Un des autre intérêts de la représentation sous forme de graphe est la flexibilité que l'on peut donner à chaque type de lien et leur nombre.
Deux cartes du jeu modélisées sous forme de graphes. Elles n'ont pourtant rien à voir l'une et l'autre, mais sont à chaque fois représentées sous forme de noeuds (ronds) et de liens (les traits avec des mots qui les relient). La représentation sous forme de graph reste ainsi adaptée dans tous les cas.

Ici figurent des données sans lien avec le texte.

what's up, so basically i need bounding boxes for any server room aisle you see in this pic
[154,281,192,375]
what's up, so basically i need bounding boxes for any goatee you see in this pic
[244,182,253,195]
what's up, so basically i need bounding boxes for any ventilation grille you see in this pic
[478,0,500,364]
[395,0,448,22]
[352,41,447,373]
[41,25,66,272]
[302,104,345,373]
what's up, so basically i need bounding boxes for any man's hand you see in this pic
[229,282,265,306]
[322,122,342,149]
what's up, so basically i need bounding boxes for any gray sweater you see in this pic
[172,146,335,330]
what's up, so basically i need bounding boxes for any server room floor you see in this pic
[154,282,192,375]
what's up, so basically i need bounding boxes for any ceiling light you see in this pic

Il est alors possible de traduire plein d'informations sous forme de liens et d'ainsi concentrer l'information. En effet, il y a beaucoup de types de cartes différents :
- des cartes actions
- des cartes aventure
- des objets de quête
- des objets à construire
- des cartes avec une action, plusieurs actions
- des cartes à effets
Prédéfinir à l'avance toutes les caractéristiques possibles d'une carte est très difficile alors qu'il n'y a qu'un nombre limité de type de caractéristiques différentes. Le modèle de type « graphe » permet de rajouter très simplement une propriété : on ajoute un nouveau lien entre une carte et une propriété associée jusqu'à avoir tout décrit.
Conclusion
Bref, Neo4j permet de considérablement augmenter l'efficacité de la description entre les cartes. Mais avoir un langage puissant ne suffit pas, il faut aussi construire un modèle de types de nœuds et des liens entre eux.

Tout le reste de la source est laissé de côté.